I made it to the Octofinal round in a relatively large tournament, and thought I had beat my opponent handily, but the judges unanimously ruled in her favor. The policy was for them to share their scoring criteria, on written sheets. There were three, I read the first two, and didn’t understand why I had lost. The third, however, had a short comment “you would have more success if your belly button wasn’t showing.” I looked down and realized that my stiff shirt, made of some synthetic fiber, had a habit of folding in an unfortunate way.
[There was no one there on my side to tell me. This was one of countless times I’ve faced a challenge alone. It has made me who I am, and I wouldn’t want to be anyone else. I like an occasional compliment, but I don’t need ANY, ZERO external validation to trust myself and my ideas. And actually, thinking about it, it makes me laugh to realize that’s about what I have for most of my ideas. Ah, so be it.]
Todd Akin and Richard Mourdock were exposed belly buttons. They didn’t just hurt their own races, but the national races as well. They made it easy to portray the GOP as a the party of religious loonies.

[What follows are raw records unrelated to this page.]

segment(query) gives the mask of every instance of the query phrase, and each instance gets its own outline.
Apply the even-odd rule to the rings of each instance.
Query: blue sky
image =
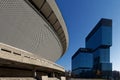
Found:
[[[120,0],[56,0],[69,34],[69,47],[57,63],[71,70],[71,57],[85,46],[85,37],[101,18],[113,20],[110,58],[113,70],[120,71]]]

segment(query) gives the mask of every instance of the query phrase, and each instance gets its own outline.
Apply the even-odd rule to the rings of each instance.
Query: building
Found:
[[[84,56],[85,55],[89,56],[90,54],[93,55],[92,58],[89,56],[89,58],[87,58],[89,62],[86,62],[86,64],[89,64],[89,66],[91,65],[91,67],[89,68],[93,73],[92,77],[108,78],[111,76],[111,71],[112,71],[112,63],[110,63],[110,47],[111,46],[112,46],[112,20],[101,19],[99,23],[95,26],[95,28],[86,37],[85,49],[90,49],[90,51],[87,50],[87,53],[89,54],[83,54]],[[84,58],[82,56],[78,56],[80,54],[81,54],[81,51],[78,53],[75,53],[73,55],[74,59],[72,58],[72,61],[73,61],[72,71],[74,72],[74,70],[76,70],[77,72],[79,72],[79,74],[81,73],[80,70],[77,70],[79,66],[74,67],[75,66],[74,63],[77,62],[76,60],[80,60],[80,58],[82,59]],[[93,63],[91,63],[91,61],[93,61]],[[78,62],[78,64],[83,64],[83,63],[85,63],[84,60],[81,61],[81,63]],[[86,66],[83,65],[83,67],[86,67]]]
[[[64,73],[54,62],[67,50],[68,33],[55,0],[1,0],[0,25],[0,76]]]
[[[91,49],[80,48],[75,55],[72,56],[72,73],[74,73],[76,77],[91,77],[90,72],[92,68],[93,55],[91,54]]]

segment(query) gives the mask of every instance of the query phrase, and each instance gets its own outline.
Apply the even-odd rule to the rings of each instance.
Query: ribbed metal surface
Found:
[[[0,0],[0,42],[52,61],[63,52],[54,31],[24,0]]]

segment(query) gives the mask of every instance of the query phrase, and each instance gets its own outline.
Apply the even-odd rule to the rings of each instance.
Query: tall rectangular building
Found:
[[[91,68],[91,71],[93,72],[94,77],[100,76],[102,78],[108,78],[111,76],[112,71],[112,63],[110,63],[111,46],[112,46],[112,20],[101,19],[95,26],[95,28],[86,37],[86,49],[90,49],[91,51],[89,53],[91,53],[91,55],[93,56],[92,57],[93,66]],[[75,58],[80,60],[81,57],[82,56],[76,56]],[[91,57],[88,57],[88,59],[91,60]],[[75,65],[74,64],[75,61],[74,59],[72,59],[72,61],[73,66]],[[84,61],[79,62],[79,64],[82,63],[84,63]],[[79,70],[78,72],[80,74],[81,70]],[[99,74],[97,74],[98,72]]]

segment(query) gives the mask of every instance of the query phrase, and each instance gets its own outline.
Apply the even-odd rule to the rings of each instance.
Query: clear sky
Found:
[[[71,57],[85,46],[85,37],[101,18],[113,20],[110,60],[120,71],[120,0],[56,0],[69,34],[69,47],[57,63],[71,70]]]

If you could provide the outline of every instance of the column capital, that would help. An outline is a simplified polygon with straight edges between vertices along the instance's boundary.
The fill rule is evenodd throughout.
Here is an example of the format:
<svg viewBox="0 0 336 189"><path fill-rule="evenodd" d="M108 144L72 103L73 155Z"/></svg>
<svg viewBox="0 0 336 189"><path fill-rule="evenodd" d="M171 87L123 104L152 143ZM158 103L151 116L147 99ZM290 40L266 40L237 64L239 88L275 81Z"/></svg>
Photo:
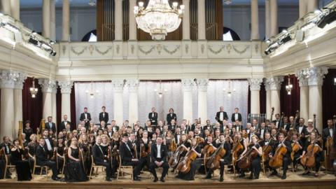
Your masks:
<svg viewBox="0 0 336 189"><path fill-rule="evenodd" d="M308 86L307 74L308 73L304 69L299 70L295 73L295 77L297 77L299 80L300 87Z"/></svg>
<svg viewBox="0 0 336 189"><path fill-rule="evenodd" d="M56 81L49 78L39 78L38 84L42 88L42 92L52 92L53 89L56 86Z"/></svg>
<svg viewBox="0 0 336 189"><path fill-rule="evenodd" d="M115 92L121 92L124 89L125 80L124 79L113 79L112 80L112 87Z"/></svg>
<svg viewBox="0 0 336 189"><path fill-rule="evenodd" d="M312 67L305 70L308 76L308 85L322 85L325 75L328 74L327 67Z"/></svg>
<svg viewBox="0 0 336 189"><path fill-rule="evenodd" d="M267 78L270 90L279 90L284 81L284 76L275 76Z"/></svg>
<svg viewBox="0 0 336 189"><path fill-rule="evenodd" d="M138 91L139 83L139 79L131 78L126 80L125 85L128 87L129 92L136 92Z"/></svg>
<svg viewBox="0 0 336 189"><path fill-rule="evenodd" d="M198 78L196 80L199 90L206 91L209 85L209 78Z"/></svg>
<svg viewBox="0 0 336 189"><path fill-rule="evenodd" d="M195 85L193 78L183 78L181 80L181 82L182 83L182 89L184 91L192 90L192 86Z"/></svg>
<svg viewBox="0 0 336 189"><path fill-rule="evenodd" d="M61 88L61 93L70 94L71 93L71 88L74 86L74 81L72 80L58 80L58 85Z"/></svg>
<svg viewBox="0 0 336 189"><path fill-rule="evenodd" d="M262 78L248 78L247 79L250 90L260 90L260 85L262 83Z"/></svg>

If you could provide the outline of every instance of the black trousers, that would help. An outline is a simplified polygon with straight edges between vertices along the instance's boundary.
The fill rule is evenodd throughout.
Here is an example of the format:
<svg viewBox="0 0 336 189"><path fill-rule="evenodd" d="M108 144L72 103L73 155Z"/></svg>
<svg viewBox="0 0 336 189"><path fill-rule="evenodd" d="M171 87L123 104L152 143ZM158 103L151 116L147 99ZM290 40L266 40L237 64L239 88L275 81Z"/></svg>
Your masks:
<svg viewBox="0 0 336 189"><path fill-rule="evenodd" d="M162 161L162 158L156 158L156 161L161 162ZM161 175L161 178L163 178L166 176L167 173L168 172L168 169L169 169L169 165L167 162L164 161L161 167L163 167L162 174ZM158 168L158 165L156 165L156 164L154 162L151 162L149 165L149 170L153 174L155 178L158 177L156 174L156 170L155 170L155 168Z"/></svg>

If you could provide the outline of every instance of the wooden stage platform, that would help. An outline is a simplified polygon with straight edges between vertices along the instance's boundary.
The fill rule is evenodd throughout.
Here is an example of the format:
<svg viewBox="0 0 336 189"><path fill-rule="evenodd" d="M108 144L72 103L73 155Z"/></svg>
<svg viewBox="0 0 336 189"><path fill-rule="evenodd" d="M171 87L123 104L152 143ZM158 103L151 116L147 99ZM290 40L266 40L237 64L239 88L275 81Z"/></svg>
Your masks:
<svg viewBox="0 0 336 189"><path fill-rule="evenodd" d="M218 181L218 173L211 179L204 179L204 174L197 174L195 181L186 181L176 178L169 172L164 183L153 183L149 178L147 172L141 174L141 181L133 181L130 176L113 179L111 182L104 181L104 174L92 176L90 181L83 183L65 183L54 181L49 177L35 176L31 181L16 181L15 178L0 180L0 188L255 188L255 189L336 189L336 176L333 174L326 174L321 172L320 176L314 177L312 174L302 176L302 172L288 172L287 179L281 180L279 176L267 176L260 173L258 180L249 180L248 174L244 178L235 178L232 174L225 173L224 181ZM15 174L13 173L13 176ZM158 175L160 175L158 173ZM15 176L13 176L15 177Z"/></svg>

On that topic, I would add that America will NEVER, EVER, EVER become a nation of committed Christians again. EVER. Not going to happen. Period. The tide may go out slowly–my guess–but the scientism of our age is ascendant, and simply incompatible with the theology of Christianity. That is why I feel it structurally necessary to create a church. We cannot move backwards. We have to move forwards.

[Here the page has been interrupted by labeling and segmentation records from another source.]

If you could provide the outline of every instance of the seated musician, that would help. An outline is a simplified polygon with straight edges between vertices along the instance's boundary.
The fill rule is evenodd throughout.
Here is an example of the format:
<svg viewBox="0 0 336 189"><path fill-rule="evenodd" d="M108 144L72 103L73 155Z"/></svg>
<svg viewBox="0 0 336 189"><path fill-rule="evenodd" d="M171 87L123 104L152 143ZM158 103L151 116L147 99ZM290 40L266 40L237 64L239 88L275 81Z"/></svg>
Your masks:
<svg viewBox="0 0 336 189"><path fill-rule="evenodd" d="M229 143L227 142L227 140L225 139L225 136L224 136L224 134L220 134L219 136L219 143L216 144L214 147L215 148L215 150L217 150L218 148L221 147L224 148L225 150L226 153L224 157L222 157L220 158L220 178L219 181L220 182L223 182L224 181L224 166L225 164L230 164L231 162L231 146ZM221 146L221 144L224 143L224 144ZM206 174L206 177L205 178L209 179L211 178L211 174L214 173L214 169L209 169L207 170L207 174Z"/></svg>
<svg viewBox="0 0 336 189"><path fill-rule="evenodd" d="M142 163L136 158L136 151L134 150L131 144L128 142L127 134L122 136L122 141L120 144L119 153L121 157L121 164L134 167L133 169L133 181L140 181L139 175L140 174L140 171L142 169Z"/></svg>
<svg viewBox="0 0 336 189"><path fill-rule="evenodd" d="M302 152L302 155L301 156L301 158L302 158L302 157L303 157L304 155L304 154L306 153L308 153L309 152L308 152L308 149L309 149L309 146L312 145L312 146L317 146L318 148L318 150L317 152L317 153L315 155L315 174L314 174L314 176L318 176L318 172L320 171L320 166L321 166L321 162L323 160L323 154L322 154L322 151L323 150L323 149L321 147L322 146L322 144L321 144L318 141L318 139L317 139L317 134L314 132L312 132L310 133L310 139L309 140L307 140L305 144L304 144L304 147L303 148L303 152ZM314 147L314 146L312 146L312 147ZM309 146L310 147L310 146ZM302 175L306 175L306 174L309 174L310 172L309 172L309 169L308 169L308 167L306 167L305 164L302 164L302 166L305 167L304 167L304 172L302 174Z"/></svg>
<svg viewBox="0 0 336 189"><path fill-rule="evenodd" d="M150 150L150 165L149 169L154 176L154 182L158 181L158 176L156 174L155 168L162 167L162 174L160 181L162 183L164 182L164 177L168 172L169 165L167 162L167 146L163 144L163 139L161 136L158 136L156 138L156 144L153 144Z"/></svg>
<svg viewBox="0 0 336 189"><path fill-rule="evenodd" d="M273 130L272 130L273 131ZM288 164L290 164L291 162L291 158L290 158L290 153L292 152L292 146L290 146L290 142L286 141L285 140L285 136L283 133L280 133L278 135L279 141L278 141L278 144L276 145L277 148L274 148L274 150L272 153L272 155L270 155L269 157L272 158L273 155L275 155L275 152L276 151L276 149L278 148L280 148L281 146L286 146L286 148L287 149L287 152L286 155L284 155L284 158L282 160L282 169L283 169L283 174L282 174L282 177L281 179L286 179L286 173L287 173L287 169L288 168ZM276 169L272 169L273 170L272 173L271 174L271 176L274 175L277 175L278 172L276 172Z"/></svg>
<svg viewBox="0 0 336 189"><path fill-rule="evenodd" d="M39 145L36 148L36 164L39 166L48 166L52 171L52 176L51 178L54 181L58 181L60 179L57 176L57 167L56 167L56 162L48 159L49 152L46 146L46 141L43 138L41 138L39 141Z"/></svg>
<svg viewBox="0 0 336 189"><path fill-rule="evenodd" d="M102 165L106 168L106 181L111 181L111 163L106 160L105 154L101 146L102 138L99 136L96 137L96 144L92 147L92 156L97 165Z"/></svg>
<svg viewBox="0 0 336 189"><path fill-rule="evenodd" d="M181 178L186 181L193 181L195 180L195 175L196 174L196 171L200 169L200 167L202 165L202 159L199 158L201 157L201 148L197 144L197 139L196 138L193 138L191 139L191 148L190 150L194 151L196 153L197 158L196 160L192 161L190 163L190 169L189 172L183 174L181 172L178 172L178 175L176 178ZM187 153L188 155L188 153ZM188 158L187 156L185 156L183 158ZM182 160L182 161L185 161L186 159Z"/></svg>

Christ was not a human sacrifice demanded by God for his own edification. As I have pointed out from time to time, if the goal was for Christ to be a sacrifice, why wasn’t he ritually slaughtered on the altar in the Temple where all the other sacrifices were killed? My view is that Paul and other early theologians simply got the message wrong. I won’t go into that further, but I seem to recall discussing this in my Grand Inquisitor piece.
The net with regard to social conservatism is that it is a creed which is waning, and which will find it ever harder to win elections. What I would submit is that this is a time for private piety, and public intelligence. We need to concern ourselves more with BORN Americans, the 310 million or so of us (less political and financial elites: the 1% Obama protects so assiduously) who are going to face very tough times when our national economy collapses in a predictable way.

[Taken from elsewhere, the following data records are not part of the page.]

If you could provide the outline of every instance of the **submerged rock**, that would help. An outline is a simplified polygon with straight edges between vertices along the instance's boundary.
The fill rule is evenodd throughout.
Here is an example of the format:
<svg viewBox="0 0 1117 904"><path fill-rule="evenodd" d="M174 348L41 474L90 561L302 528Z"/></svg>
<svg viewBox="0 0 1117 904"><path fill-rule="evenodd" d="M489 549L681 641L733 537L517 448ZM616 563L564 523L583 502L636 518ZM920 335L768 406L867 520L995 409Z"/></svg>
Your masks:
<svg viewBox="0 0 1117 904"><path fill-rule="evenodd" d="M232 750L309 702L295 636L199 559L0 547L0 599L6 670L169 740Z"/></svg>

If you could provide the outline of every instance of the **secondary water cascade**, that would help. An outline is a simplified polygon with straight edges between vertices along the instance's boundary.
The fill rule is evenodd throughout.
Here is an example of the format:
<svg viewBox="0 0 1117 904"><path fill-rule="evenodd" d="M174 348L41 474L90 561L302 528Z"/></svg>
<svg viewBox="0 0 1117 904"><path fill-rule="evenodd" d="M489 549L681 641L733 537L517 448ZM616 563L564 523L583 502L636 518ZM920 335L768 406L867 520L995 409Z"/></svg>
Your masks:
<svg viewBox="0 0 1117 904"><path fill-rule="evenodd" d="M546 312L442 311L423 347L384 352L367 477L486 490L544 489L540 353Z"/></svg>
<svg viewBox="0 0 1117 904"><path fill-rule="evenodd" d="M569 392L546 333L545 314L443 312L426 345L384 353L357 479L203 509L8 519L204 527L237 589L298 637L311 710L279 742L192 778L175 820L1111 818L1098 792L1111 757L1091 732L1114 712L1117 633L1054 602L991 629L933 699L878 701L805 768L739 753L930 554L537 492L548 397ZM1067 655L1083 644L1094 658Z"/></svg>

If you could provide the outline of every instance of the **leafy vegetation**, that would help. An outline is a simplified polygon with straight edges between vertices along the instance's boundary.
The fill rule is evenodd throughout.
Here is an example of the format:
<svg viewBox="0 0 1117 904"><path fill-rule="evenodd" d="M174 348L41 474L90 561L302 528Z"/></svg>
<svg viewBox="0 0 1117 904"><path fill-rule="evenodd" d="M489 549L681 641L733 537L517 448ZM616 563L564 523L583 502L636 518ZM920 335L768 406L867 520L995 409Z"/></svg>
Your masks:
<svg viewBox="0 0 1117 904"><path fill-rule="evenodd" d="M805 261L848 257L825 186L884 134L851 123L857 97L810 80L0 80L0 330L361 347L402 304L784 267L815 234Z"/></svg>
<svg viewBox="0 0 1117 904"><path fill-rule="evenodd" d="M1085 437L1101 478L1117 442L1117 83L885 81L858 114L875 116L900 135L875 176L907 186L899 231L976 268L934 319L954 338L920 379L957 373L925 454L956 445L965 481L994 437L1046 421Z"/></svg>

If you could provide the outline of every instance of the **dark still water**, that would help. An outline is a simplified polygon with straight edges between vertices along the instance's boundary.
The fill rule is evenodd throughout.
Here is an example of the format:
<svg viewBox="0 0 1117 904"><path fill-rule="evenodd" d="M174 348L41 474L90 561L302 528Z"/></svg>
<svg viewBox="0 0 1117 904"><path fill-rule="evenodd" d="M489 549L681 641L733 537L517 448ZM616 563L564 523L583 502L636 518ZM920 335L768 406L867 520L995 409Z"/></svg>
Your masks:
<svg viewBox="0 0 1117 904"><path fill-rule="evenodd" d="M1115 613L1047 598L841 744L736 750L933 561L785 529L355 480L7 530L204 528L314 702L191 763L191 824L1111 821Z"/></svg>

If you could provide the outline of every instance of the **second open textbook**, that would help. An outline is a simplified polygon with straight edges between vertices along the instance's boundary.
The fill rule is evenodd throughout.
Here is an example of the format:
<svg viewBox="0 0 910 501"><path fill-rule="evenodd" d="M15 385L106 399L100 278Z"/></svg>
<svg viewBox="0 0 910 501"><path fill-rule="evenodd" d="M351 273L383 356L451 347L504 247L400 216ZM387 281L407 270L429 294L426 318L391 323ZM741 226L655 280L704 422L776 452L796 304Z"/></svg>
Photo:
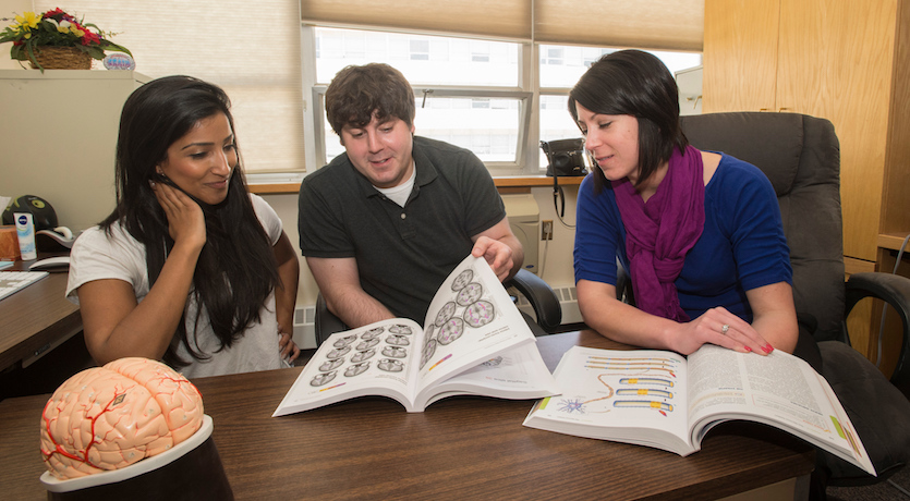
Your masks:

Back to my main point, what I think we all need to grasp is that the Left in this country has created the political equivalent of what Proctor and Gamble does when rolling out new products. They focus group test words and ideas, make sure the resonate with the right people, then simply say them over and over. In the case of Barack Obama, he doesn’t even need to TRY and correlate reality and rhetoric, since the media covers for him.
But the fact remains that we are right. We are increasing our debt $5 trillion or more EVERY YEAR. Grandma is going over a cliff. Grandma is going over a cliff, and it won’t matter if it is a Democrat or a Republican in the White House when the shit hits the fan. We have about ten years before something like my financial plan becomes necessary.
Republicans need to do two things: become the party talking about this–and the fact that taking up the ENTIRE revenue of the United States at this point would not prevent the necessity of drastic cuts–and understand time will be needed for this message to sink in.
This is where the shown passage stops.